I have been away, my friends. In proximity, I have been no more distant than usual, I admit. In my heart, in my mind, however, I think I have been far, far away. What brings me to this place of being and not-being? If only I knew. But, here's what I have been thinking.
The world is too much with us; late and soon,
Getting and spending, we lay waste our powers;
Little we see in Nature that is ours;
We have given our hearts away, a sordid boon!
This from William Wordsworth. I have been thinking that the world is too much with me. It's not an overly materialistic quality that is with me; it is not that "getting and spending" have laid my powers to waste. But, I am too much wrapped up in the matters of the world that matter to me, namely my job, and it is driving me to distraction. It is a familiar lament you have heard from me, but those several students collected in my mind, those ungraded assignments pooled in the corners of my stacks of "to do," those impending conferences penciled inevitably on my calendar seem to have a stranglehold on me right now. Too often Monkey has to ask if I am okay, as I stand by the stove pouring a cup of tea with a far off look on my face. In some ways it is just the price of doing business, but, in my more gloomily reflective moments, I wonder if I can pedal through these recurring swales of dread (for that is more than half what they are) for many more seasons.
Then again, maybe I just need it to be Spring, and fast!
The mass of men lead lives of quiet desperation and go to the grave with the song still in them.
This from HD Thoreau. Why this metaphysical crisis? [He shrugs.] Does he think there is something else out there for him to be doing? [He yawns.] Is there something that has been brewing somewhere in his creative soul? Something that he feels all mankind needs to hear or see or read in order to complete their lives? [He blinks.] Is there a song in there that has yet to be sung? [He smiles.] Why is he writing about himself in the third person? [He exits.]
++++++++++
I thought to regale you last week with the line up of films Monkey and I will be seeing at CoMo's T/F at the end of the month, but I didn't. And I thought I'd give you an hour by hour recap of my snow day on Friday, but I didn't. Then I thought I'd make a big deal out of the start of Spring Training, but no. This is what you get. I hope it was worth the wait.

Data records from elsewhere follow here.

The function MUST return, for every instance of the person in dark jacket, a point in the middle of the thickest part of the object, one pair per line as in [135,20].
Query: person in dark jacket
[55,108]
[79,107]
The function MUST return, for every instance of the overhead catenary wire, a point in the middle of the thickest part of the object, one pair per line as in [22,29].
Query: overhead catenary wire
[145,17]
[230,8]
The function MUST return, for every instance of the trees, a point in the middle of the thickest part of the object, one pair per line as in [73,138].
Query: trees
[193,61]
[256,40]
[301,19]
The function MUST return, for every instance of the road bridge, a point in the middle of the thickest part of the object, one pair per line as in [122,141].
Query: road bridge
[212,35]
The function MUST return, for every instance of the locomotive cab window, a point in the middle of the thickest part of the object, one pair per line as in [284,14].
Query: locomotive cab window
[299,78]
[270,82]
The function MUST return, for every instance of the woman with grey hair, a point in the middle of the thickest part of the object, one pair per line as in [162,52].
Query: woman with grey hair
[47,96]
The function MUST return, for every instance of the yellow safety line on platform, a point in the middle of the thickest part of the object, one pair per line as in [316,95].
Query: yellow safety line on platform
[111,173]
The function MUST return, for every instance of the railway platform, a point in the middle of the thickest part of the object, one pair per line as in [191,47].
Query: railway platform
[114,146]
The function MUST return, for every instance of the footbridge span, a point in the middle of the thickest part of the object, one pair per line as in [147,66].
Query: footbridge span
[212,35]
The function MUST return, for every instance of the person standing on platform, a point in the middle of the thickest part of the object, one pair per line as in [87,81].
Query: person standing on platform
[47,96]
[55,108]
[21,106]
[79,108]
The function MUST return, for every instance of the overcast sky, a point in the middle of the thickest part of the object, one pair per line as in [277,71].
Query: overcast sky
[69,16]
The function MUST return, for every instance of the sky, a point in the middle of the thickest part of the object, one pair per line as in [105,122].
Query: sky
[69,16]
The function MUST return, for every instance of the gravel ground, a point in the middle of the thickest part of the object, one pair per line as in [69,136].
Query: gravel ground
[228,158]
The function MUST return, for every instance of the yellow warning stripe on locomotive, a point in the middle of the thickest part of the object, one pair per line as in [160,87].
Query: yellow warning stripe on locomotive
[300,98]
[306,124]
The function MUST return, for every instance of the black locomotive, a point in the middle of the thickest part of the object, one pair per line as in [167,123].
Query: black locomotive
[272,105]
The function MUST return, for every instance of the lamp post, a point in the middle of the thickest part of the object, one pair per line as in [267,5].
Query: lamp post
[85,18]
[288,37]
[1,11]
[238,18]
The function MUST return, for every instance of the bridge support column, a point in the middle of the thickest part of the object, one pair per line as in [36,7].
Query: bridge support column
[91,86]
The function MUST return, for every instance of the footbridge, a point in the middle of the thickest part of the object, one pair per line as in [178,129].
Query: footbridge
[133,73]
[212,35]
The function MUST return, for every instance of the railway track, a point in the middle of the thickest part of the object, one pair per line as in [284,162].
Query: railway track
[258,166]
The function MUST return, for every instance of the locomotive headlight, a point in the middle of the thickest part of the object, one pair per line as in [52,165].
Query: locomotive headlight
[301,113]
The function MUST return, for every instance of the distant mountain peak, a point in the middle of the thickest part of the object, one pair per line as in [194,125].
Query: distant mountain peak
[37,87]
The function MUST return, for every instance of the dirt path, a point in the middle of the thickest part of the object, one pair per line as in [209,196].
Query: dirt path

Steering a course for clearer skies ahead.
3 comments:
It's always worth the wait.
Hope I get to see you two for more than 3 fleeting moments in the Box Office this year!!!!
Hang in - spring will be here soon.
Of course I missed you and wondered what was happening. Of course this is more than worth the wait.
These are important questions. Indeed, these are questions of soul, that also indicate that you are not "dead inside" and in fact will probably lead you toward living more fully.
May you love and honor the questions.
Love from me,
Anon AMVB
That was both deep and wide Anthony! Pencil me in sometime next weekend but do remember I live in the 65109 area code now so I'm a bit less spontaneous. And another thing....July 11th - save the date!